Enterprising Women' brought back a lot of memories, both good and bad, about my early years in fandom. I would recommend this book to anyone interested in a women's persecutive of media fandom. If you would like to read a book that takes a wider selection of media fandom, you might want to read Textual Poachers. This book looks at everything from fanzines to filk and covers more genres than 'Enterprising Women' did. These two books make good companion pieces to each other. A note, however. Both of these books look at slash fiction in detail, with 'Poachers' using explicit excerpts. If you are offended by slash, you might want to skip those chapters. 

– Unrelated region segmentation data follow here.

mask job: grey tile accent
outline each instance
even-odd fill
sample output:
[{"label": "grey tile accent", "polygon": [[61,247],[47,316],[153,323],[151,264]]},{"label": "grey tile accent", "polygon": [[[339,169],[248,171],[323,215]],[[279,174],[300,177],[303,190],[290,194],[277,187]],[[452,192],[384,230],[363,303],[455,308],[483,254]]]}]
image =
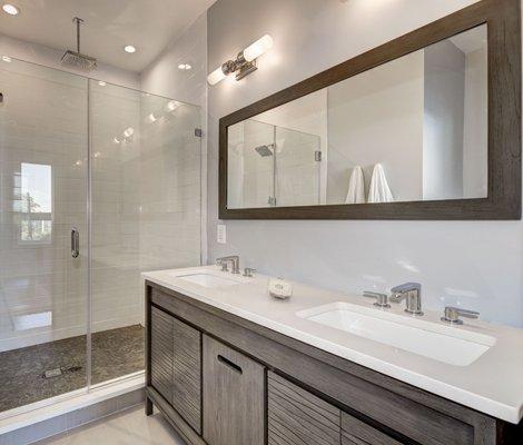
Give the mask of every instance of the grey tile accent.
[{"label": "grey tile accent", "polygon": [[[0,353],[0,412],[86,386],[86,336]],[[60,377],[42,378],[47,369],[81,367]],[[92,335],[92,383],[144,369],[144,327],[127,326]]]}]

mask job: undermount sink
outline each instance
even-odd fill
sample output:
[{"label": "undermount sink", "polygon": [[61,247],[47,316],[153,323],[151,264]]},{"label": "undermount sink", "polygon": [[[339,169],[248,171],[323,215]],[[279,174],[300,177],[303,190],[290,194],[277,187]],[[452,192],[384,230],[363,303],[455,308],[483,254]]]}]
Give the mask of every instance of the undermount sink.
[{"label": "undermount sink", "polygon": [[184,279],[186,281],[193,283],[195,285],[204,287],[220,287],[220,286],[231,286],[238,285],[241,281],[237,281],[233,278],[220,277],[213,274],[187,274],[187,275],[177,275],[177,278]]},{"label": "undermount sink", "polygon": [[296,315],[455,366],[471,365],[495,344],[494,337],[484,334],[343,301]]}]

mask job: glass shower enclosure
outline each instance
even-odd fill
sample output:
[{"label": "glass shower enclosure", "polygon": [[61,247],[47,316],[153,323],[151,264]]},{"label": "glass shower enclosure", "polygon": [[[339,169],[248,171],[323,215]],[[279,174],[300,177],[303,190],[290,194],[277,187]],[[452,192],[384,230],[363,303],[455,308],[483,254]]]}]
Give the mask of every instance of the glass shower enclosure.
[{"label": "glass shower enclosure", "polygon": [[141,373],[140,271],[200,264],[200,110],[0,60],[0,417]]}]

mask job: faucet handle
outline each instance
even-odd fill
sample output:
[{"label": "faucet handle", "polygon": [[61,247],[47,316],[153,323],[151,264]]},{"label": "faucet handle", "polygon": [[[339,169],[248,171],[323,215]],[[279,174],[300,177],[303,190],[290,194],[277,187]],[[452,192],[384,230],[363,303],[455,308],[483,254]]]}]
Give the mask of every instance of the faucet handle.
[{"label": "faucet handle", "polygon": [[387,294],[379,294],[379,293],[375,293],[371,290],[364,290],[363,296],[367,298],[375,298],[376,303],[374,303],[374,306],[376,307],[382,307],[382,308],[391,307],[391,305],[388,304]]},{"label": "faucet handle", "polygon": [[442,322],[452,323],[453,325],[463,325],[463,320],[460,317],[465,318],[478,318],[480,313],[476,310],[463,309],[461,307],[446,306],[445,315],[441,318]]},{"label": "faucet handle", "polygon": [[256,269],[251,267],[244,267],[244,277],[251,277],[255,271]]},{"label": "faucet handle", "polygon": [[221,271],[228,271],[227,261],[224,261],[221,258],[216,259],[216,266],[221,266]]}]

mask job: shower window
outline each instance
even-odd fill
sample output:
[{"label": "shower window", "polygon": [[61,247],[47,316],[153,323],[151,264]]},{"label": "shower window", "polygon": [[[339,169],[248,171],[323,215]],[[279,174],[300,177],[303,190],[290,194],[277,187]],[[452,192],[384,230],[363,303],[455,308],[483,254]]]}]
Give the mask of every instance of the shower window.
[{"label": "shower window", "polygon": [[20,187],[20,240],[51,243],[52,167],[22,162]]}]

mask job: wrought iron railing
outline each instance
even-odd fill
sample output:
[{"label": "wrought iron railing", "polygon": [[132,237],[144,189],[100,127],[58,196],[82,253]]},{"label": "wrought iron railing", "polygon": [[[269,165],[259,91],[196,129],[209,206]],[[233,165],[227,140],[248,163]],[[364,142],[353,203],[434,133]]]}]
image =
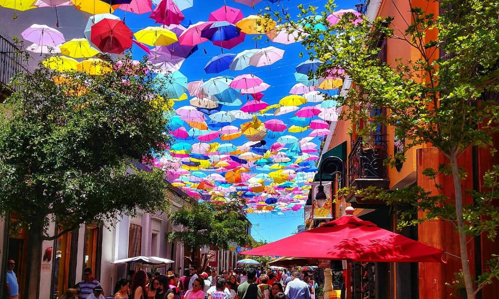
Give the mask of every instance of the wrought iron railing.
[{"label": "wrought iron railing", "polygon": [[356,179],[387,178],[388,169],[383,164],[388,156],[388,136],[368,134],[359,137],[348,155],[348,184]]},{"label": "wrought iron railing", "polygon": [[17,86],[9,85],[10,79],[19,73],[28,71],[22,66],[21,50],[11,38],[0,31],[0,88],[10,91],[17,90]]}]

Yes, I have recently read parts of Textual Poachers, along with most of Enterprising Women by Camilla Bacon-Smith. Just the idea that there, were people out there doing serious scholarly studies of fandom disturbed me. The copious footnotes in both books make it clear that this isn't a new trend, either. I haven't been a K/Ser long, but I've been a fan most of my life. It may currently be in vogue to be a Star Trek fan (neofen think "Trekkie" is a complimentary term), but I was teased and insulted for it so unmercifully during my adolescent years that I'm still sensitive about any nonfan even knowing about my affiliation. And that goes double for K/S. So I did feel quite threatened at the thought of these "ethnographers" and other scholars making our underground "culture" public. Both Jenkins and Bacon-Smith appear to be sensitive to this concern; they say it often enough, but that didn't stop them from shouting a lot of our secrets from the rooftops. Still, I take comfort from the fact that they've probably sold more of these books to us than to nonfans or other "outsiders" . . . 
Bacon-Smith comes close to the truth when she points out that fan writers use fan fiction to explore issues in their own lives. But that's from a woman who sees h/c as the "heart" of the media fanzine community. I dont think she realty understands the way we work out such issues in K/S. Further, it could be said equally that we explore issues in our own lives in order to write fan fiction!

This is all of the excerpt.